The Big Blue Machine set a franchise record in wins, now what?

Colorado Rockies v Los Angeles Dodgers Photo by Harry How/Getty Images

Once again, it’s October. Once again, the Los Angeles Dodgers are the NL West champs, winning their ninth division title in ten years. I think this team has slightly more downside risk than other versions of the Dodgers we’ve seen over the last ten years ... but then again, this is the team that just recorded more wins than any National League team in the last 116 years.

A lot is going to be made of how strong Atlanta’s second half was, as the team that got off to a middling start ran down the Mets to win the NL East. Credit where it’s due, they stepped on the gas and did not look back. You wanna know something crazy though? So did the Dodgers, except they weren’t stagnant in the first half.

Record: 111-51

Manager: Dave Roberts

Top hitter: Freddie Freeman (7.1 fWAR)

Top pitcher: Tyler Anderson (4.0 fWAR)

Mookie Betts, Freddie Freeman, Trea Turner, and Will Smith have been outstanding all year; that’s kind of what they do no matter what part of the calendar you’re in. Justin Turner, for half the season, looked every bit the 37-year-old he is. Max Muncy was lost at the plate for 50 percent of the season, and while Trace Thompson showed flashes of strong play, it was clear that something else had to be unlocked with him.

Atlanta became division champions by going all-in in the second half. All the Dodgers did in that same period was run out a lineup that on any given day featured eight hitters with at least a 115 wRC+. On the whole, six hitters took at least 250 plate appearances while posting at least a 120 wRC+ over the entire campaign. For context, just two hitters on the Yankees took 250 plate appearances with at least a 120 wRC+: Aaron Judge and Anthony Rizzo. It’s not exaggerating to say this Dodgers lineup, like seemingly every one they’ve run out for the last six or seven seasons, is among the best in recent baseball history.
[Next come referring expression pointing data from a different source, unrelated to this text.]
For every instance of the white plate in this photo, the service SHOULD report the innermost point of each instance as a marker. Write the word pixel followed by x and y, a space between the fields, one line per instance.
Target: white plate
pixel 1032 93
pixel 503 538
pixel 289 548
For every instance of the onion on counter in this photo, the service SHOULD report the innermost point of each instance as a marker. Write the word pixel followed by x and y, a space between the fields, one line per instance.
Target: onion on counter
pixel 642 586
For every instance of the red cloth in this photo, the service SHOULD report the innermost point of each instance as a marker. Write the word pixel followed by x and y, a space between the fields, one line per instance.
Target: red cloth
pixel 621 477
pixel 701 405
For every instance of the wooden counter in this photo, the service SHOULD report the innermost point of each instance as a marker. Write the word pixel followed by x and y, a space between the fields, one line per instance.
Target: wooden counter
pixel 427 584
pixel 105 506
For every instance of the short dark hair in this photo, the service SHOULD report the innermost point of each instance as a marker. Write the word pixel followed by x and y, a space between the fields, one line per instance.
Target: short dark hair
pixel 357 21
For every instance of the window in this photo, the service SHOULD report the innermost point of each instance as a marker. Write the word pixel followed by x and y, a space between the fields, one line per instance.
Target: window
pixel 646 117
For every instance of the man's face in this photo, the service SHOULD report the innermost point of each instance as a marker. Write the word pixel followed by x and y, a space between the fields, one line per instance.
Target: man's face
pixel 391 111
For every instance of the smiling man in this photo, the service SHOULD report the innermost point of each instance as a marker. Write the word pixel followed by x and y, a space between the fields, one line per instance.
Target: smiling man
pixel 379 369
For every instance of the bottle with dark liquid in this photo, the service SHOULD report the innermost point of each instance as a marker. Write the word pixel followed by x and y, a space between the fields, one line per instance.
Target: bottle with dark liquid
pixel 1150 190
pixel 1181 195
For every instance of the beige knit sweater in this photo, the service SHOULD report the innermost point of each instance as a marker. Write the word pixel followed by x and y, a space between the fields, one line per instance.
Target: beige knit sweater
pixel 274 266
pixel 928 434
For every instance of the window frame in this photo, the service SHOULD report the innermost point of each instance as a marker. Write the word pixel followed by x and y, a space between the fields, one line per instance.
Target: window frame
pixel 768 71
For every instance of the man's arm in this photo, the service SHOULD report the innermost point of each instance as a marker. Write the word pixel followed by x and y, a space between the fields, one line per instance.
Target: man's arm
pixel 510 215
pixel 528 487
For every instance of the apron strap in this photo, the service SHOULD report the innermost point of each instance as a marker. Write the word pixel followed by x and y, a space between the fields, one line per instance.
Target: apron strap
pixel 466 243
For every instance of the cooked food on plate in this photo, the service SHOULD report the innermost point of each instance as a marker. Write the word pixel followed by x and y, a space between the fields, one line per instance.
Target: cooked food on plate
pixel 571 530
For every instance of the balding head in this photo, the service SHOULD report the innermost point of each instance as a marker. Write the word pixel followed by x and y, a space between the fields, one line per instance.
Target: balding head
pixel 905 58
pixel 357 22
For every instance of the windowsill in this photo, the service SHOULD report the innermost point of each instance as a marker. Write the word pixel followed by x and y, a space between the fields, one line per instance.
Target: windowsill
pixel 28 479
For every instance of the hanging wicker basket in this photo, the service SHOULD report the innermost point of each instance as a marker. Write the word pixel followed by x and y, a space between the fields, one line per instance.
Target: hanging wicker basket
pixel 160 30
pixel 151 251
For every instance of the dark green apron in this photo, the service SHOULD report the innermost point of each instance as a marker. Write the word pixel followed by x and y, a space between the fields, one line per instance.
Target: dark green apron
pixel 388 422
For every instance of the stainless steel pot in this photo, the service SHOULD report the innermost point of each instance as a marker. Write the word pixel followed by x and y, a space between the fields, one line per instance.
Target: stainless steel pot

Now if there’s one weakness for the Dodgers, it's their pitching depth. Of course, they have the best staff by ERA and fWAR, third best by FIP and K-BB%, but when you break down their staff, there are some concerns. Tony Gonsolin threw 80 more innings this season than any other time in his major league career, and saw his second-half K-BB% drop 11 percent while his ERA went up by half a run. Now, his second half ERA was still 2.45, so we have a bit of a Nestor Cortes situation here, but after Max Scherzer of all people was very clearly gassed last October, it has to sit in the mind of Dodgers fans.

That’s it, that’s the nitpick. Craig Kimbrel hasn’t been what the Dodgers wanted, that’s another one. He got demoted from the closer’s role by season’s end, but it’s not exactly like the Dodgers are a deficient team in relief; Evan Phillips and Alex Vesia both posted sterling numbers out of the ‘pen anyway.

It’s hard to find holes in a 111-win team. Yeah, they’d probably be better if Walker Buehler was in the rotation. Chris Taylor has been a disappointment after the club brought him back. The Dodgers are the best team in baseball, and as far as I’m concerned, are the favorites to win the whole damn thing.